Sing Faster – The Stagehands’ Ring Cycle

USA, Jon Else (1999)

: Sing Faster - The Stagehands' Ring CycleI expected more from this stage crew-eye-view of Wagner’s Ring Cycle.  I regularly attend the opera and I’ve even endured a production of the Ring myself at Chicago’s Lyric, so I had an idea of what to expect here. However, a camera following stagehands as they push and pull set pieces around the stage, with an occassional comment about dating ballet dancers, does not an interesting documentary make.  After about ten minutes, you pretty much get the point that there’s a lot of down-time between 30-minute arias, especially when the entire production lasts 18 hours. Lots of time to play poker and knit booties! Yeah, and then what?

Part of the problem stems from the filmmaker’s treatment of the stagehands themselves.  Other than the guy who acts as a narrator, explaining what’s happening onstage, the crew remains anonymous. We need personalities, characters, humor to engage the audience. We don’t really get to know them, they don’t stand out as characters, and they don’t lend themselves to any arc of a story line. Granted, it’s a documentary, but it still needs to lead somewhere.  And with comments like, “I’ve never killed anyone, but in operas killing is fairly common,” the audience is treated to neither humor nor insight.
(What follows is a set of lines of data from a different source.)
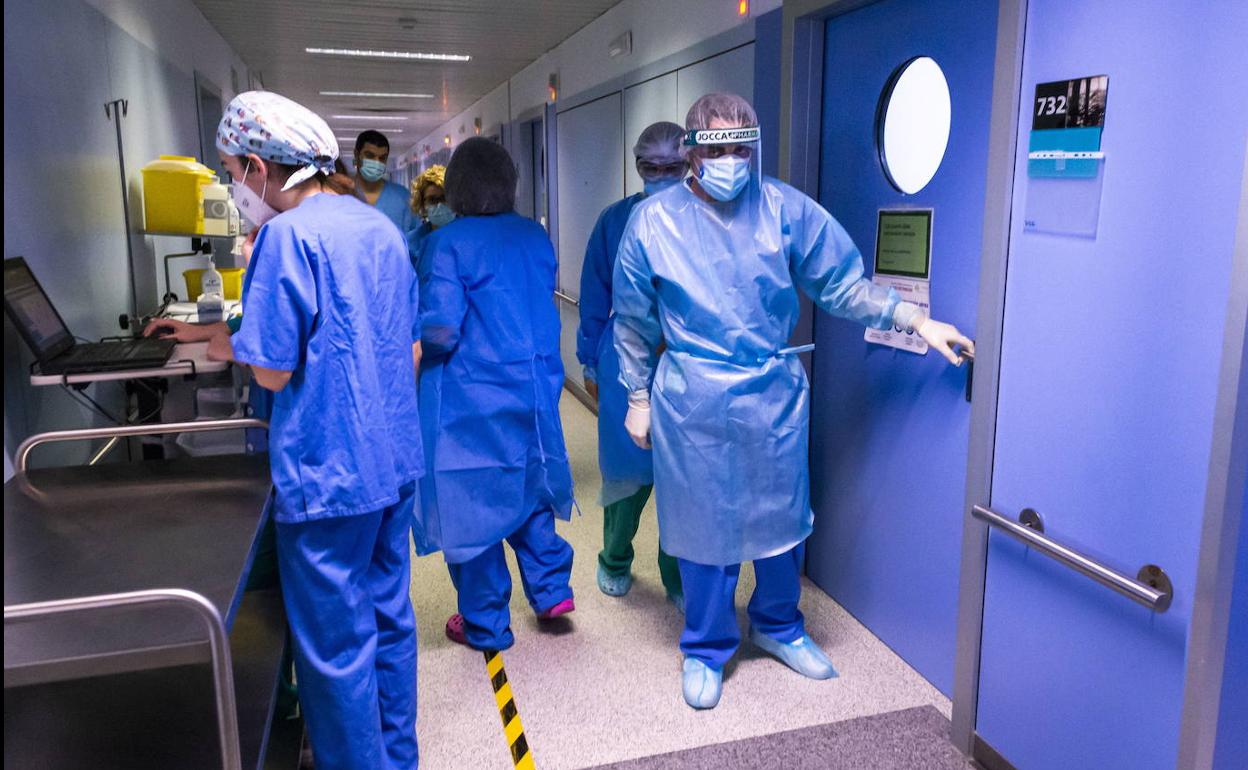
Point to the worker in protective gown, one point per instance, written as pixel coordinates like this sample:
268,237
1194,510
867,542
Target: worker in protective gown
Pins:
628,476
489,403
711,267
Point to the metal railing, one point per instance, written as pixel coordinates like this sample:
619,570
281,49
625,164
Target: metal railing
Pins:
219,645
1156,593
199,426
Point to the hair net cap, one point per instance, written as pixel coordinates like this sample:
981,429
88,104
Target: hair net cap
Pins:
481,179
659,144
730,109
278,130
429,177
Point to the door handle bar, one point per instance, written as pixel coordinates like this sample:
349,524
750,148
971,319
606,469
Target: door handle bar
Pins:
1156,593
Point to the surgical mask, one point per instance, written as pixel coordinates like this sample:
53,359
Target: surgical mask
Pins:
372,170
724,177
439,215
659,185
250,205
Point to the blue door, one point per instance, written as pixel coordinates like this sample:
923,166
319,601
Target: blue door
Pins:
1110,358
889,436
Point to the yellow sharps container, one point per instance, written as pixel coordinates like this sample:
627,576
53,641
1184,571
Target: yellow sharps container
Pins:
172,194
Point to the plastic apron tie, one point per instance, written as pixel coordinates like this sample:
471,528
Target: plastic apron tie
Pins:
537,427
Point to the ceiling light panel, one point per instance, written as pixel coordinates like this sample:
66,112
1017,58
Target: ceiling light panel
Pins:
377,95
402,55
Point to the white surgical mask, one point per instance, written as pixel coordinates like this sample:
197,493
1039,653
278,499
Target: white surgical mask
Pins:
724,177
439,215
372,170
252,206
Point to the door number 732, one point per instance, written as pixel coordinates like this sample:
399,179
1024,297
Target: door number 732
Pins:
1050,105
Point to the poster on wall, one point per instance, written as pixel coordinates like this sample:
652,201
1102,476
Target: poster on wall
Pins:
902,262
1065,161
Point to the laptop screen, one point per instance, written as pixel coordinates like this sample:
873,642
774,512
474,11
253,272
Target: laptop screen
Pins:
33,313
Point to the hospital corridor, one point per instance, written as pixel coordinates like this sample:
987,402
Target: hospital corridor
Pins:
625,385
602,680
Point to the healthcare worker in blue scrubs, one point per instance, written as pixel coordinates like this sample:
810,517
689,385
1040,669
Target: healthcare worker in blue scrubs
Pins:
489,403
372,155
628,476
428,205
332,313
711,267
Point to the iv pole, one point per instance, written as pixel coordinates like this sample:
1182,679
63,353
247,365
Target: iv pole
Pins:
116,110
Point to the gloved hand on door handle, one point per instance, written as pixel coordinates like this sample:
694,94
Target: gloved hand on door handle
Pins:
942,337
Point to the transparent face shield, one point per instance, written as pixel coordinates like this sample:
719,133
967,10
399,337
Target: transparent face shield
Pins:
726,162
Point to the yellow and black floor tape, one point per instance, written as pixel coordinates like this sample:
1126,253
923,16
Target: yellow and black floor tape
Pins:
512,728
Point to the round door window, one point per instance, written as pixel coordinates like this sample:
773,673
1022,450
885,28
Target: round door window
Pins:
912,124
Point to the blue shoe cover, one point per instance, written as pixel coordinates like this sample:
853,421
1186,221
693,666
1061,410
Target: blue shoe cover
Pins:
803,655
613,585
700,683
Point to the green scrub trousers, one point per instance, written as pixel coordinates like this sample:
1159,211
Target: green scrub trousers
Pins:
620,521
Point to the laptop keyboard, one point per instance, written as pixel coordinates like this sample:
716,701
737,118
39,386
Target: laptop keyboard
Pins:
115,353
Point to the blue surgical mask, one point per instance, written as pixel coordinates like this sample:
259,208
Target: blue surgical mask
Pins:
372,170
659,185
439,215
724,177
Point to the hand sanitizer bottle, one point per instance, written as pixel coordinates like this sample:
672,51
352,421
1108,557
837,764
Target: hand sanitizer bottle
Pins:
211,303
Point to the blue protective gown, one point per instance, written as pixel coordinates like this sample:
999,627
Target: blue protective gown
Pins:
396,202
416,243
489,385
332,298
730,407
625,467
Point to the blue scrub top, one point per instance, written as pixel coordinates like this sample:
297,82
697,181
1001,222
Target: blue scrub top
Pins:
396,204
595,277
331,296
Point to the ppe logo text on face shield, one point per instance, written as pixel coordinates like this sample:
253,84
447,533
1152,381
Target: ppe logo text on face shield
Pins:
723,136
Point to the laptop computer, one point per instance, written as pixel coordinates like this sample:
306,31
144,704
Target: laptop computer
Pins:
50,340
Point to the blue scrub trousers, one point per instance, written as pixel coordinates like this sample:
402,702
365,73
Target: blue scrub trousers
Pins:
711,633
484,583
346,585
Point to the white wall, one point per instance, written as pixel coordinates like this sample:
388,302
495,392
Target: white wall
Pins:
595,165
179,33
659,28
61,181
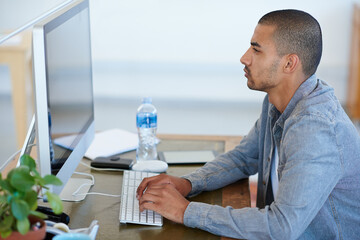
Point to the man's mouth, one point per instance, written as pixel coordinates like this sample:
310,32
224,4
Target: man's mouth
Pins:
247,71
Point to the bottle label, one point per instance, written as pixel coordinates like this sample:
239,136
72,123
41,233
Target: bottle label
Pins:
146,120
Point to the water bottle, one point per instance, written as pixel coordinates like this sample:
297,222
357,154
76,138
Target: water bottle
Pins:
146,122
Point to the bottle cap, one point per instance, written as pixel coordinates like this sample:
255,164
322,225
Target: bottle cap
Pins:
147,100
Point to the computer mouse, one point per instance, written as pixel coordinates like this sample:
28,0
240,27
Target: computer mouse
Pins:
150,166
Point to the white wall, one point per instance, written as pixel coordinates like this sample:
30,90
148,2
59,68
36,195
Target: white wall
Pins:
190,49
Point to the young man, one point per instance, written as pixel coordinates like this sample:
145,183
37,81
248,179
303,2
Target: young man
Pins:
304,148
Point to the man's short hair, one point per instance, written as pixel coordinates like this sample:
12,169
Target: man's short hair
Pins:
299,33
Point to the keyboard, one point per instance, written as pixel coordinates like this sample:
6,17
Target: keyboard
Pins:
129,206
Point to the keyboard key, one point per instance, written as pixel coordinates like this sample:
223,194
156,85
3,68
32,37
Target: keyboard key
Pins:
129,206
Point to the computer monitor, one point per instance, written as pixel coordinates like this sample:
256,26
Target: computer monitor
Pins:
62,69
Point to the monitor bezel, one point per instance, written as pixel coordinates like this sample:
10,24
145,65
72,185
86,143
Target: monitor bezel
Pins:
41,99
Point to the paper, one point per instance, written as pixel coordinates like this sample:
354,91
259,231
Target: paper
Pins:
107,143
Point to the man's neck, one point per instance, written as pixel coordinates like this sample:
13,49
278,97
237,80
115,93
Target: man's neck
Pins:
281,96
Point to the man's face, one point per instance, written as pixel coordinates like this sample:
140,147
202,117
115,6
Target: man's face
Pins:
262,63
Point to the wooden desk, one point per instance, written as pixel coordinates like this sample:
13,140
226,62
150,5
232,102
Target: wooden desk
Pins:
106,209
353,93
18,58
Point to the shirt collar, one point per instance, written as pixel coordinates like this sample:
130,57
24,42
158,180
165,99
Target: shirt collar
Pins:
304,90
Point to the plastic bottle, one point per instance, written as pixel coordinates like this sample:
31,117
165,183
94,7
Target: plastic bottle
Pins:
146,122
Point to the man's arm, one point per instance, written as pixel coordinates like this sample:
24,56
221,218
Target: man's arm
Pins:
310,167
241,162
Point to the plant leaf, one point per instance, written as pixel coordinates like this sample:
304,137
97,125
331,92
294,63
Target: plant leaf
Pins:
5,224
38,214
21,179
53,180
31,199
5,184
55,202
6,234
28,161
19,209
23,226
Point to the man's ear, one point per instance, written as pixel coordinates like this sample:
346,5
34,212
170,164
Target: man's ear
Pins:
292,62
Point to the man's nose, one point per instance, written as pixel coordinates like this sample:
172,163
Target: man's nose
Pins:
245,59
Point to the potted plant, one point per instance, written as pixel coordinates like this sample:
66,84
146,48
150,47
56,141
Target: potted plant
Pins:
19,192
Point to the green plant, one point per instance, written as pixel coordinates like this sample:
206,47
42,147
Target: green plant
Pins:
18,196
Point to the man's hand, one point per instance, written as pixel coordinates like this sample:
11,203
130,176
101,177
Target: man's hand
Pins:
165,200
182,185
I was reminded of the films of Nicolas Philibert, a French filmmaker who creates deceptively simple, yet thoroughly captivating, documentaries; he just seems to just turn on the camera and capture an engaging testament of a place.  Louvre City (behind the scenes at the Louvre museum) and Animals (the restoration of the Zoology Gallery in the Natural History Museum in Paris) are similar to Sing Faster–they all follow people as they do their jobs in unusual public places, in a rare behind-the-scenes sort of way that the public doesn’t usually get to see. His non-intrusive, observant camera and careful editing create a narrative that is interesting and utterly engaging. I kept thinking throughout this film that Philipert could really have done something with this material.

Maybe if you’ve never seen how a stageplay works behind the scenes, this might be an interesting glimpse behind the curtain, but I got bored about half-way through when I realized that not much new was going to happen. By the end, I felt like the stagehands themselves, killing time until the final curtain.  [*]

One thought on “Sing Faster – The Stagehands’ Ring Cycle

  1. I think part of the reason the documentary is so short is because at that time film was incredibly expensive to shoot in San Francisco. I was working in the local production industry (what there was of it), and the key issue at the time was finding money to rent equipment and buy film stock. That’s nothing new, but the cost of living in the Bay Area made it then (and still makes it now) prohibitively expensive.
    Not really an excuse, but perhaps an explanation. Still, mister Else is supposedly a journalism professor at UC Berkeley, and it might’ve helped him to add some conventional narrative and insights to the piece. But, I think his intent, money aside, may have been to give us a slice of life backstage, as opposed to a conventional “behind the scene” documentation.